Aby Watson: As a central aim of NEUROSTAGES is to platform and celebrate neurodivergent performance practice in Scotland, it was very important to utilise the artistic network of The Scottish Neurodiverse Performance Network as much as possible. As curators, we wanted this festival to be an opportunity to further the practices of our members, so we shaped the programme around the broad, multidisciplinary performance practices of our membership. However, it was also important to not remain closed or nepotistic in our curatorial process, and to use NEUROSTAGES as an opportunity to widen the pool of artists who SNPN engages with. For example, we realised that there could be greater inclusion and representation of learning disabled artists and artists of Global Majority at SNPN, so we wanted to ensure opportunities and invitations were offered to neurodivergent artists of those communities. The festival is an opportunity for SNPN to grow, and learn about how to better serve and include neurodivergent artists across all intersections of identity and experience. The NEUROSTAGES mentorship programme was also central to our aim of expanding the reach of the network, and supporting neurodivergent artists new to it. We were also aware of artists in other regions of the UK who are leading the way for neurodiversity and performance, and were keen to invite them to present at NEUROSTAGES as a means of connecting the Scottish community of neurodivergent artists with others further afield.  

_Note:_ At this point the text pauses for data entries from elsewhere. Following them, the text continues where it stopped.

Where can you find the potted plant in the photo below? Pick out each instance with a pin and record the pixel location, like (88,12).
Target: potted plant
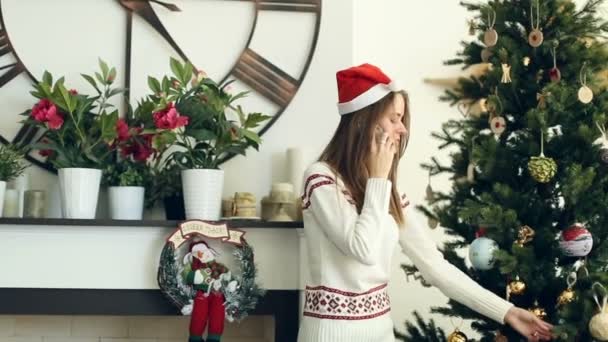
(197,125)
(77,131)
(11,167)
(128,173)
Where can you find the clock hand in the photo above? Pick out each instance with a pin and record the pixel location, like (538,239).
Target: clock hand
(144,9)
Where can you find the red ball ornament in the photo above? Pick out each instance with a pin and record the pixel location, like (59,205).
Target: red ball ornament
(576,241)
(555,75)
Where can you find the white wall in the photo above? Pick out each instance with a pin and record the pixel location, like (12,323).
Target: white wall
(410,40)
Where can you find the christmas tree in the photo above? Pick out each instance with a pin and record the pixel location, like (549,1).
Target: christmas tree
(529,198)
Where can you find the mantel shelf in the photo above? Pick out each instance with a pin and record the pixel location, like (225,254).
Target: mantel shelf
(240,223)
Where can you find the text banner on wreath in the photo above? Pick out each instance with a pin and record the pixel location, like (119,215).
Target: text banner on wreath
(191,228)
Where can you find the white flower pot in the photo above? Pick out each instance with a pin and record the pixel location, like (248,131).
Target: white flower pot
(203,193)
(2,189)
(126,202)
(79,191)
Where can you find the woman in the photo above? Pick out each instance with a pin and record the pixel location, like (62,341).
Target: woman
(354,217)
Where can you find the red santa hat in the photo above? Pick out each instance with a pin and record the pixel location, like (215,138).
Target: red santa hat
(361,86)
(198,246)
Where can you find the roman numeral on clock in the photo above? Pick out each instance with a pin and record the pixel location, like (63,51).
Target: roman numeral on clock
(265,78)
(290,5)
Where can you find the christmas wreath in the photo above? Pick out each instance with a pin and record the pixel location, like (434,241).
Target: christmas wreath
(187,267)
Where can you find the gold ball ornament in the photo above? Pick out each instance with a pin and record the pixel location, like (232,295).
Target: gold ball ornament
(542,169)
(538,311)
(566,297)
(517,286)
(499,337)
(585,94)
(536,38)
(525,235)
(457,336)
(490,37)
(598,326)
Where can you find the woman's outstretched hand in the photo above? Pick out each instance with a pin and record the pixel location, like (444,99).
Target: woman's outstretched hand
(530,326)
(382,155)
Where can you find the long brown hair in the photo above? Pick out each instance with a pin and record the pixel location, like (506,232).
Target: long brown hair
(349,149)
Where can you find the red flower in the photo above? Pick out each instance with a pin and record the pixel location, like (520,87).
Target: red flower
(122,129)
(45,153)
(141,148)
(169,118)
(41,110)
(55,121)
(46,111)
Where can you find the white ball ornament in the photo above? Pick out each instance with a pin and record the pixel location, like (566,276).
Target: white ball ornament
(576,241)
(481,253)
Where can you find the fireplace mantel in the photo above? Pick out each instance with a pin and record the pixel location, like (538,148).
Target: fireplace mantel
(108,267)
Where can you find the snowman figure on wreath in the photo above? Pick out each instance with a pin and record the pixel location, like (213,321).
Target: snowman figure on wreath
(206,275)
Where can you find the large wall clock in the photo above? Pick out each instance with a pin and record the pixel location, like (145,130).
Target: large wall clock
(265,45)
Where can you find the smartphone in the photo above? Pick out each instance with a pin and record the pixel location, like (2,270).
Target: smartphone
(380,135)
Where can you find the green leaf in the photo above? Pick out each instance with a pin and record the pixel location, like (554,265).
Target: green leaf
(92,82)
(108,126)
(187,73)
(66,98)
(104,69)
(254,119)
(99,78)
(201,134)
(47,78)
(177,68)
(154,85)
(112,75)
(115,91)
(251,135)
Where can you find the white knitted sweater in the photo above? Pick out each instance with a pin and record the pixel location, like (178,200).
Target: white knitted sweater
(350,259)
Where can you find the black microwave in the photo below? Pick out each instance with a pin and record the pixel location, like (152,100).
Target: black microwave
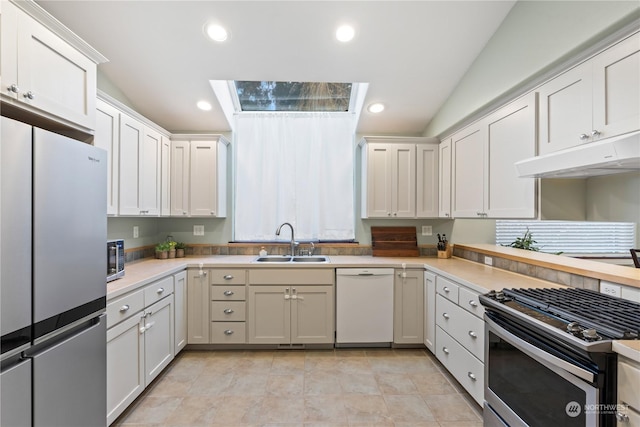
(115,259)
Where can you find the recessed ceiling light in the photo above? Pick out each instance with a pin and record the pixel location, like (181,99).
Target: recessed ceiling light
(204,105)
(345,33)
(376,107)
(217,32)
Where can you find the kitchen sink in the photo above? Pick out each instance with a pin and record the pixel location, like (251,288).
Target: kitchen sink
(286,258)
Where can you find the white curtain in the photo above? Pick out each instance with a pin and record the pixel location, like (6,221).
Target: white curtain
(296,168)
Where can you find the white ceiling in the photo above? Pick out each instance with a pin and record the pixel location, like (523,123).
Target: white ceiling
(412,53)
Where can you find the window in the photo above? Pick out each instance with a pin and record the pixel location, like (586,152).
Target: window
(296,168)
(292,96)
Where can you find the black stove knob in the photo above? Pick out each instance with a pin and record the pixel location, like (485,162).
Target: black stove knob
(574,327)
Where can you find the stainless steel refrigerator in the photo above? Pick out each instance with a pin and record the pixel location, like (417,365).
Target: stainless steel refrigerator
(52,279)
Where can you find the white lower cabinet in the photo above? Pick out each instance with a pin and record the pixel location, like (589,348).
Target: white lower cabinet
(291,306)
(459,335)
(140,342)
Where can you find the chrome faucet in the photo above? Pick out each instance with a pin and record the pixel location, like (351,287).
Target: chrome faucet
(293,242)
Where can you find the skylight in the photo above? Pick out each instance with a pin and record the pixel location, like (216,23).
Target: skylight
(293,96)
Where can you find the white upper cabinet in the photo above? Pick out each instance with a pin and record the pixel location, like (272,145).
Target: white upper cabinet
(616,93)
(399,177)
(484,179)
(594,100)
(107,138)
(42,72)
(444,171)
(199,177)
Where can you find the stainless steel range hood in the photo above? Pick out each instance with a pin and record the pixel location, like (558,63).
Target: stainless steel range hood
(614,155)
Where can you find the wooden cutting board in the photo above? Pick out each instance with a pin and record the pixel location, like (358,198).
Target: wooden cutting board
(394,241)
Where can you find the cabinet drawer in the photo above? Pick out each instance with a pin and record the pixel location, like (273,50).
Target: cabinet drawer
(228,293)
(629,384)
(468,370)
(124,307)
(468,300)
(230,311)
(158,290)
(467,329)
(228,276)
(228,332)
(447,289)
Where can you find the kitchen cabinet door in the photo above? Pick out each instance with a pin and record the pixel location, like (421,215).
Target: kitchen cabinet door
(312,314)
(565,110)
(427,181)
(43,73)
(468,174)
(444,172)
(269,315)
(511,138)
(180,178)
(150,173)
(616,95)
(180,310)
(165,176)
(198,306)
(158,337)
(131,136)
(408,300)
(125,365)
(107,137)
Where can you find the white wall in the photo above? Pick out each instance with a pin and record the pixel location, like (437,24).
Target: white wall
(535,37)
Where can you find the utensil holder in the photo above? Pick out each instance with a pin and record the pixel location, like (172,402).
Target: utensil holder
(446,253)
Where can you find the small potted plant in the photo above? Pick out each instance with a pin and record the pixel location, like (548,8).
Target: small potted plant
(180,247)
(172,249)
(162,250)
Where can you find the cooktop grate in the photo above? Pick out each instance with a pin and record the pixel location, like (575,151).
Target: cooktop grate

And in a predictable mode: what are you hoping that the audiences will experience through the festival?

Aby Watson: We hope audiences will experience a burst of neurodivergent culture and creative practice in a way that they have not yet had opportunity to in Scotland. We hope that the environment of the festival itself, both online and in person at CCA, is an experience that feels relaxed, inclusive, welcoming, and safe for different minds and bodies. And finally, we hope that audiences have a good time! 

Rachel Clive: I hope that audiences will experience calm, joy, surprise and solidarity. I also hope they will have the chance to make new connections, explore new ideas and ways of working and develop new understandings about the huge potentiality of neurodivergent centred performance!